# Welcome to Versatile Data Kit 


## Introduction
Welcome to our introductory guide. 
Here, we'll walk you through the process of creating, developing, and deploying a Data job using the Jupyter UI. 
Please take the time to carefully go through this guide to ensure a smooth and effective understanding on using VDK.

## Step 0: Explore VDK's Functionalities
You can execute any shell command if you prefix it with "!". "!vdk --help" gives you good knowledge on VDK's capabilities.


In [None]:
!vdk --help

These commands are also readily accessible in the VDK menu located on the top toolbar. 
This guide will delve into each of these options for a comprehensive understanding.
We'll also provide you with information on utilizing VDK within Notebooks.
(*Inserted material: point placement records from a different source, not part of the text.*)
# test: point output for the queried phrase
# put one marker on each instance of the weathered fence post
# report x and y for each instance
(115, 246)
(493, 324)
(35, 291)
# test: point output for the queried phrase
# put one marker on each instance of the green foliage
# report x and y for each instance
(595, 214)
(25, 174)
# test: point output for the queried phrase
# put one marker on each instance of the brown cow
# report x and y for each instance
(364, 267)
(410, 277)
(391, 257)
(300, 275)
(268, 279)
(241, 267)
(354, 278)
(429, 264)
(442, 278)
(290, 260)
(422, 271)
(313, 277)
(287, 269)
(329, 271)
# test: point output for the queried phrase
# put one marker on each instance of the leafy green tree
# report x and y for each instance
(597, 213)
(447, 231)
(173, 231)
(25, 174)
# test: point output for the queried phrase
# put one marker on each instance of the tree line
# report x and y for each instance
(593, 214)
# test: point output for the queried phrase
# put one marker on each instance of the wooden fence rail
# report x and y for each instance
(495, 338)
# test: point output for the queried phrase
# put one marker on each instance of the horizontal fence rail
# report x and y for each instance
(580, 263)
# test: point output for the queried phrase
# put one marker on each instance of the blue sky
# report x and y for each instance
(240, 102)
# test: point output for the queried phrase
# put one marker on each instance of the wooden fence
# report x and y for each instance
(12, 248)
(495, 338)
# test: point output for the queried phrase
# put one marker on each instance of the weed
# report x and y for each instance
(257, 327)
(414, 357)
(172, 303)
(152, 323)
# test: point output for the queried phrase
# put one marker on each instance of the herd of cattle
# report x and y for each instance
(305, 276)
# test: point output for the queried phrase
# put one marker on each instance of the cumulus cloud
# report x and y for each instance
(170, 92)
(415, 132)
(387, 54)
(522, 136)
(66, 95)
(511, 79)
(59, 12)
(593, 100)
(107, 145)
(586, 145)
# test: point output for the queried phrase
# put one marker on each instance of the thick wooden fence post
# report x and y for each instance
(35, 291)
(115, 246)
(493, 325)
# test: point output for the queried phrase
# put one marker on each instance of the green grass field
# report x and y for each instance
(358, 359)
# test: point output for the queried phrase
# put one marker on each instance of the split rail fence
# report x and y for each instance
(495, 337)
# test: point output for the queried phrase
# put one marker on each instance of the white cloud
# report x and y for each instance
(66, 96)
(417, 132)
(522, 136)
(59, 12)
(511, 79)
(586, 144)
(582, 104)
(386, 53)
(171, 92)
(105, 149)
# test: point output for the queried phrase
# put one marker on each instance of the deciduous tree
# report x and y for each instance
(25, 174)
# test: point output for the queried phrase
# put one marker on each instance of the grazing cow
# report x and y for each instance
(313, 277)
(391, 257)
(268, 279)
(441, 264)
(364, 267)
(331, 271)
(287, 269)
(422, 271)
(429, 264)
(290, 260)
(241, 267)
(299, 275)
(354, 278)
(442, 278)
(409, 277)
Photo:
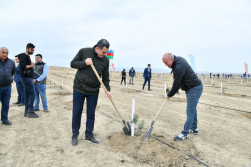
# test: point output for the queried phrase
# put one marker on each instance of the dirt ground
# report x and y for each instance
(224, 127)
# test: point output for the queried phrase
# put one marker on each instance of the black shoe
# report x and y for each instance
(32, 115)
(91, 139)
(21, 104)
(7, 123)
(46, 110)
(194, 132)
(74, 140)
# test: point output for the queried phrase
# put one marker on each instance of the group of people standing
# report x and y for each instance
(30, 81)
(147, 76)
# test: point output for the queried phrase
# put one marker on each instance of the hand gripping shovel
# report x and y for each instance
(149, 131)
(127, 127)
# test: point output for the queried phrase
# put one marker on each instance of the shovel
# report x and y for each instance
(149, 131)
(127, 126)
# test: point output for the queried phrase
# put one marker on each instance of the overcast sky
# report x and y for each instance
(216, 32)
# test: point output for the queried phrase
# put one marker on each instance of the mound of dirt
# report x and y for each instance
(178, 99)
(152, 151)
(62, 93)
(130, 90)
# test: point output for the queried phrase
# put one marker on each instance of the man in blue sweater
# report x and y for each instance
(7, 70)
(186, 79)
(26, 74)
(19, 85)
(147, 76)
(39, 79)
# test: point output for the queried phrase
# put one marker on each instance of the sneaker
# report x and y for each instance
(21, 104)
(46, 110)
(32, 115)
(194, 132)
(91, 139)
(74, 140)
(26, 114)
(180, 137)
(7, 123)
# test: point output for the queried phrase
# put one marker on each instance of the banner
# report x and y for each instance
(110, 54)
(192, 62)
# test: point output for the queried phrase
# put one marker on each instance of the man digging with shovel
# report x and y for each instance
(86, 86)
(186, 79)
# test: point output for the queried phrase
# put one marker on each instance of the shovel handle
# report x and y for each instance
(102, 84)
(160, 110)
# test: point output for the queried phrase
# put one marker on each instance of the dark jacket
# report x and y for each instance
(24, 60)
(85, 79)
(38, 72)
(147, 74)
(17, 75)
(7, 70)
(123, 74)
(132, 73)
(183, 75)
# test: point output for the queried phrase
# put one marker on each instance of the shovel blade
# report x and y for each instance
(148, 133)
(127, 130)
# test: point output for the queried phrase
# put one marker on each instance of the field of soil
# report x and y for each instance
(224, 121)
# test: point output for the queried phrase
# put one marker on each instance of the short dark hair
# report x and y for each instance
(103, 43)
(39, 55)
(30, 45)
(18, 55)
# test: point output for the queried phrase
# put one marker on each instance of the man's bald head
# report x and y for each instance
(168, 59)
(4, 53)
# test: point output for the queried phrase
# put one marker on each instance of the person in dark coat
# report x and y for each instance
(123, 77)
(147, 76)
(86, 86)
(7, 70)
(131, 75)
(26, 73)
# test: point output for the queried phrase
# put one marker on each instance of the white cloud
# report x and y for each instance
(139, 31)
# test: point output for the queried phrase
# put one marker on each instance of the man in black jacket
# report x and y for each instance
(26, 74)
(186, 79)
(7, 70)
(86, 86)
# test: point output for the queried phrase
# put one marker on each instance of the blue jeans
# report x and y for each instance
(78, 103)
(193, 96)
(20, 91)
(29, 94)
(40, 90)
(147, 79)
(5, 93)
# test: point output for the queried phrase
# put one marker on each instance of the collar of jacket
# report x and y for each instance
(40, 63)
(174, 61)
(95, 54)
(4, 61)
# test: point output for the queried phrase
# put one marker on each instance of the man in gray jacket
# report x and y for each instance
(7, 70)
(86, 86)
(186, 79)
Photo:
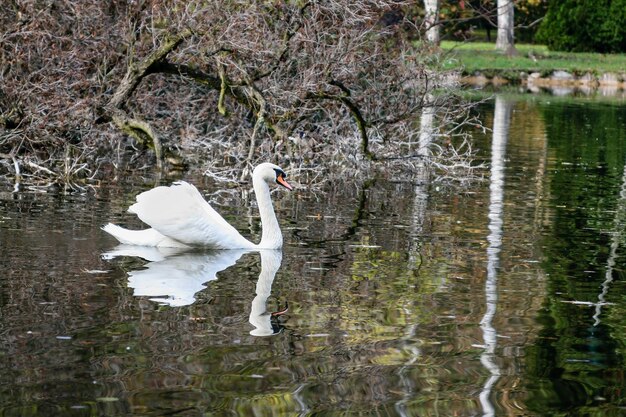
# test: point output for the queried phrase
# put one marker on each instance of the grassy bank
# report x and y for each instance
(482, 57)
## Step 1 Login (Might be omitted)

TO BE ADDED


## Step 2: [Option 1] Create a Data Job
Now that we have explored VDK's capabilities, let's create our data job (if you want to update an existing job see <i>"Step 2: [Option 2]"</i>). 

Go to the VDK menu it the tool bar and click the Create button the you will see some inputs: 
* name:  The data job name. It must be between 6 and 45 characters: lowercase or dash.
* team: The team name to which the job should belong to.
* path: Realative Jupyter path to the parent directory of the DataJob.

If none specified it will use the Jupyter root directory. 
New directory using job name will be created inside that
path with sample job. 


Once you've finished entering the inputs, proceed by clicking the "Ok" button.
Shortly after, an alert will update you on the operation's status. 
If this takes longer than expected, you have the option to check the status manually using the "Check Status" button located on the right side of the toolbar.

<font color='red'>**ATTENTION!**</font>  Please be aware that VDK will attempt to create the Data Job on your local system and in the cloud, provided there's a designated REST API URL for the Control Service.
You'll receive relevant updates clarifying whether the job has been created just on your local system, or in both local and cloud environments.

<font color='red'>**ATTENTION!**</font> Should you encounter difficulties while creating a job, consider referencing our YouTube tutorial: 'Example Tutorial'(add link to tutorial which includes creating a job from Jupyter UI)

Once the operation is complete, feel free to navigate through the newly created data job directory.

> _Data Job directory can contain any files, however, there are some files that are treated in a specific way:_
> 
> * **SQL files (.sql)** - called SQL steps - are directly executed as queries against a database.
> * **Notebook files (.ipynb)** -  can contain labelled VDK cells(called notebook steps) which are executed as steps in a VDK Data Job;
> * **Python files (.py)** - called Python steps - are python scripts that define a run function that takes as an argument the job_input object.
> * **config.ini** is needed in order to schedule a job.
> * **requirements.txt** is needed when your Python steps use external python libraries.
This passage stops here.